ForensicZip: More Tokens are Better but Not Necessary in Forensic Vision-Language Models
AI 摘要
ForensicZip通过Forgery驱动的token压缩,加速多模态取证模型并保持检测性能。
主要贡献
- 提出了ForensicZip框架,用于取证视觉语言模型的token压缩。
- 利用Birth-Death Optimal Transport问题建模时间token演化,识别伪造痕迹。
- 结合高频先验,区分取证证据和语义内容,实现高压缩率下性能保持。
方法论
将时间token演化建模为Birth-Death Optimal Transport问题,结合高频先验进行Forgery驱动的token压缩。
原文摘要
Multimodal Large Language Models (MLLMs) enable interpretable multimedia forensics by generating textual rationales for forgery detection. However, processing dense visual sequences incurs high computational costs, particularly for high-resolution images and videos.

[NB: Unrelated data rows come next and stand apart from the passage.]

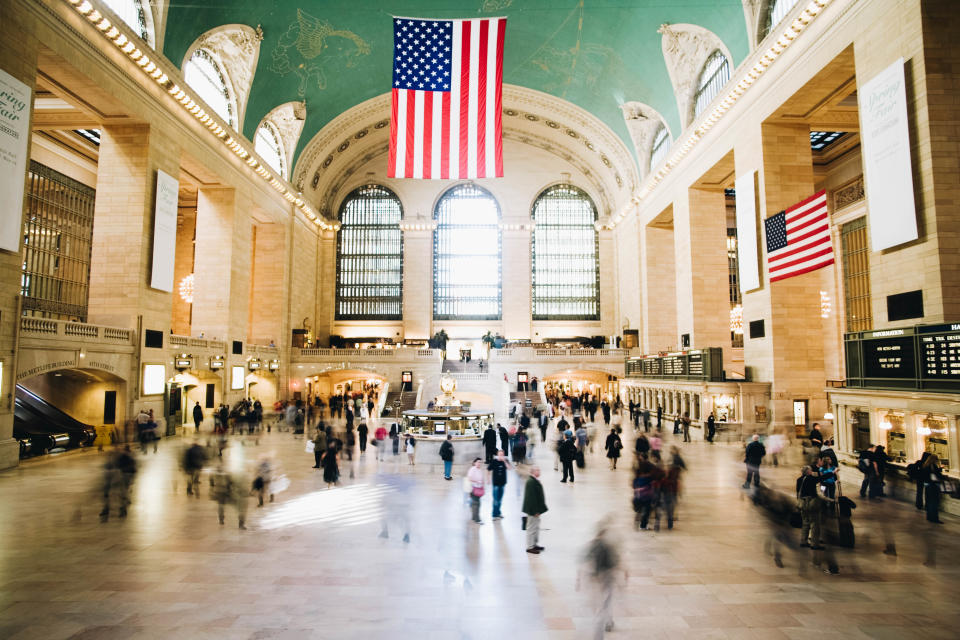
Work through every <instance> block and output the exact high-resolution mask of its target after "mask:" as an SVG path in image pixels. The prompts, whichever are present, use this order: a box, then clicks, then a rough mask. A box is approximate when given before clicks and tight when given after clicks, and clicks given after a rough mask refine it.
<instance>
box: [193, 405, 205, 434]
mask: <svg viewBox="0 0 960 640" xmlns="http://www.w3.org/2000/svg"><path fill="white" fill-rule="evenodd" d="M201 422H203V409H201V408H200V403H199V402H198V403H197V404H195V405H193V426H194V429H195V430H196V432H197V433H200V423H201Z"/></svg>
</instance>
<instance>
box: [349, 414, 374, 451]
mask: <svg viewBox="0 0 960 640" xmlns="http://www.w3.org/2000/svg"><path fill="white" fill-rule="evenodd" d="M352 428H353V420H350V421H349V422H348V423H347V431H348V432H349V431H350V430H351V429H352ZM368 431H369V429H367V423H366V422H361V423H360V425H359V426H358V427H357V439H358V440H360V455H361V456H362V455H363V454H365V453H366V452H367V432H368Z"/></svg>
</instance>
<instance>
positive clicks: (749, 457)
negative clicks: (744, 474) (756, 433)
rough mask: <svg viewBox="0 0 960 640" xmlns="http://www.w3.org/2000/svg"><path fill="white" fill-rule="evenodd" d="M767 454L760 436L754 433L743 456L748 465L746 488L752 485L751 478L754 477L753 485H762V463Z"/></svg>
mask: <svg viewBox="0 0 960 640" xmlns="http://www.w3.org/2000/svg"><path fill="white" fill-rule="evenodd" d="M765 455H767V449H766V448H765V447H764V446H763V443H762V442H760V436H758V435H757V434H753V438H751V440H750V444H748V445H747V450H746V452H745V455H744V458H743V461H744V463H746V465H747V479H746V481H745V482H744V483H743V488H744V489H748V488H749V487H750V480H751V478H752V479H753V486H755V487H759V486H760V463H761V462H763V456H765Z"/></svg>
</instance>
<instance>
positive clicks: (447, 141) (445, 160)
mask: <svg viewBox="0 0 960 640" xmlns="http://www.w3.org/2000/svg"><path fill="white" fill-rule="evenodd" d="M440 136H441V137H440V140H441V142H440V177H441V178H443V179H444V180H446V179H447V178H449V177H450V92H449V91H444V92H443V123H442V124H441V125H440Z"/></svg>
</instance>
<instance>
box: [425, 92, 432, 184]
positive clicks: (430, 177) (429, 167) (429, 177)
mask: <svg viewBox="0 0 960 640" xmlns="http://www.w3.org/2000/svg"><path fill="white" fill-rule="evenodd" d="M423 100H424V105H423V177H424V178H425V179H427V180H429V179H430V178H431V177H433V176H431V175H430V171H431V170H432V167H431V163H432V157H433V93H432V92H427V93H424V95H423Z"/></svg>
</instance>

Visual token pruning is a practical acceleration strategy, yet existing methods are largely semantic-driven, retaining salient objects while discarding background regions where manipulation traces such as high-frequency anomalies and temporal jitters often reside. To address this issue, we introduce ForensicZip, a training-free framework that reformulates token compression from a forgery-driven perspective. ForensicZip models temporal token evolution as a Birth-Death Optimal Transport problem with a slack dummy node, quantifying physical discontinuities indicating transient generative artifacts. The forensic scoring further integrates transport-based novelty with high-frequency priors to separate forensic evidence from semantic content under large-ratio compression. Experiments on deepfake and AIGC benchmarks show that at 10\% token retention, ForensicZip achieves $2.97\times$ speedup and over 90\% FLOPs reduction while maintaining state-of-the-art detection performance.